Mineral Composition of Benthic Marine Organisms Attached to the Antique Sculpture of Apoxyomenos (CROSBI ID 518429)
Prilog sa skupa u zborniku | sažetak izlaganja sa skupa | međunarodna recenzija
Podaci o odgovornosti
Medaković, Davorin ; Skoko, Željko ; Popović, Stanko
engleski
Mineral Composition of Benthic Marine Organisms Attached to the Antique Sculpture of Apoxyomenos
Benthic organisms that colonize and attach themselves on the natural or artificial substrates in the sea are often called fouling organisms. The attachments differ in style and range in permanence from temporarily simple or multiple muscular attachments (e.g., limpets, octopus), or holdfasts by releasable byssus threads (mussels), by organic glues (some barnacle species), up to permanent whole life cementation (oysters), or boring by chemical or mechanical means (bivalve Lithophaga sp.). Adhesion between the organisms and surfaces is characterized by the extreme complexity and depend on the numerous physical and biological features. One of the most important processes includes the interaction between attached surface and biologically formed minerals. The factors that control these properties are, however, poorly understood and represent a crucial problem in understanding the biomineralization mechanisms of marine organisms. All types of fouling organisms are able to attach themselves to various surfaces, to erode and degrade the surfaces, and in the same time to incorporate some unusual ions from the attached surface and environment in their calcareous structure. The interaction of specific artificial surface with mineral composition of several groups of marine fouling organisms was studied by X-ray powder diffraction. Whole empty bivalve shells, tubes of the serpulid polyhaete worms, calcareous algae and encrusted calcareous structures contained of small parts of several groups of different marine organisms, were collected from the inside and outside surfaces of the antique bronze sculpture of Apoxyomenos found at the depth of 45 m on the Adriatic sea bottom close to Lošinj Island (Croatia) in the 1999. The results showed that calcite and/or aragonite were dominant components in all analyzed samples. In some shell parts and calcareous structures both calcite and magnesium calcite were found.
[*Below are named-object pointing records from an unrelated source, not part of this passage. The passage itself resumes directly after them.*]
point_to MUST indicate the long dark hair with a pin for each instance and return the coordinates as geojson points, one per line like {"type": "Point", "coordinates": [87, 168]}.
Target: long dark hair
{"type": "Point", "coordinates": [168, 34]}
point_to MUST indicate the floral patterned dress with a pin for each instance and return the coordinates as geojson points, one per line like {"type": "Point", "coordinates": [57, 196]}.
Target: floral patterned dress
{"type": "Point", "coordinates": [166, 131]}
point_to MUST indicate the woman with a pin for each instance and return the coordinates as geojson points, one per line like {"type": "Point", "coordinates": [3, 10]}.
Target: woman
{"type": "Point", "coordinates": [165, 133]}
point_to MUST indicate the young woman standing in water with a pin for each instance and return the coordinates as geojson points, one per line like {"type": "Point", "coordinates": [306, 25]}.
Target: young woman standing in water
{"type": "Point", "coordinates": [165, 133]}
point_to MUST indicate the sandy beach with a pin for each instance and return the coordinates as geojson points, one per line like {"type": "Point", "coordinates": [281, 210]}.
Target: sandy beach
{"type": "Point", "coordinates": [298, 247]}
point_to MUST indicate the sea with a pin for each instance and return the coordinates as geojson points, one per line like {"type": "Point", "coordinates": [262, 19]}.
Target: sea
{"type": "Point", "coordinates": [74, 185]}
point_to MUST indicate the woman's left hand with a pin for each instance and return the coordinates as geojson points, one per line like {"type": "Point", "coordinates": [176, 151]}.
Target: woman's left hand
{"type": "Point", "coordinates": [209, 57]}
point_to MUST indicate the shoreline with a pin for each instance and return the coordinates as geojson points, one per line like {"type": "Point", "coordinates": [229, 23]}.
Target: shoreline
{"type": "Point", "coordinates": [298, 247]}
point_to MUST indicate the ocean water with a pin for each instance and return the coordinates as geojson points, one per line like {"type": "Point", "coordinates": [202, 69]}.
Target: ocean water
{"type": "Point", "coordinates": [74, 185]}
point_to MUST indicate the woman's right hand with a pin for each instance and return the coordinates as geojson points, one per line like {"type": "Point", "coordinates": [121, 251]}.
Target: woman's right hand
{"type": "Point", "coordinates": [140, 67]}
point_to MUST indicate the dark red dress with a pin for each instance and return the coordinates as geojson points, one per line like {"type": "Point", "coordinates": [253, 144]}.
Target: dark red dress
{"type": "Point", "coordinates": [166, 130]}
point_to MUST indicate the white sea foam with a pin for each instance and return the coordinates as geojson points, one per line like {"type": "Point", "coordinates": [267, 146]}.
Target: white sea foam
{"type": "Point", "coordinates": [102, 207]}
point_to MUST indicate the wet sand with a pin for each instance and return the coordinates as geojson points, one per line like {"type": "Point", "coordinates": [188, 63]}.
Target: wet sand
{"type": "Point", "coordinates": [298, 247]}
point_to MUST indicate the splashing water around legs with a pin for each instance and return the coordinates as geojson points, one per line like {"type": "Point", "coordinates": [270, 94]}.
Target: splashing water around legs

Small amount of mineral feldspar was registered in the shells of boring bivalve Rocellaria dubia and in the tube of serpulid polychaete worm Hydroides elegans. However, beside other components, mineral quartz in traces was found in several parts of the undetermined bivalve shells, in calcareous structure and calcareous algae Pseudolithophyllum expansum. Possible influence of the specific artificial material on the biomineralization processes and mineral components is discussed.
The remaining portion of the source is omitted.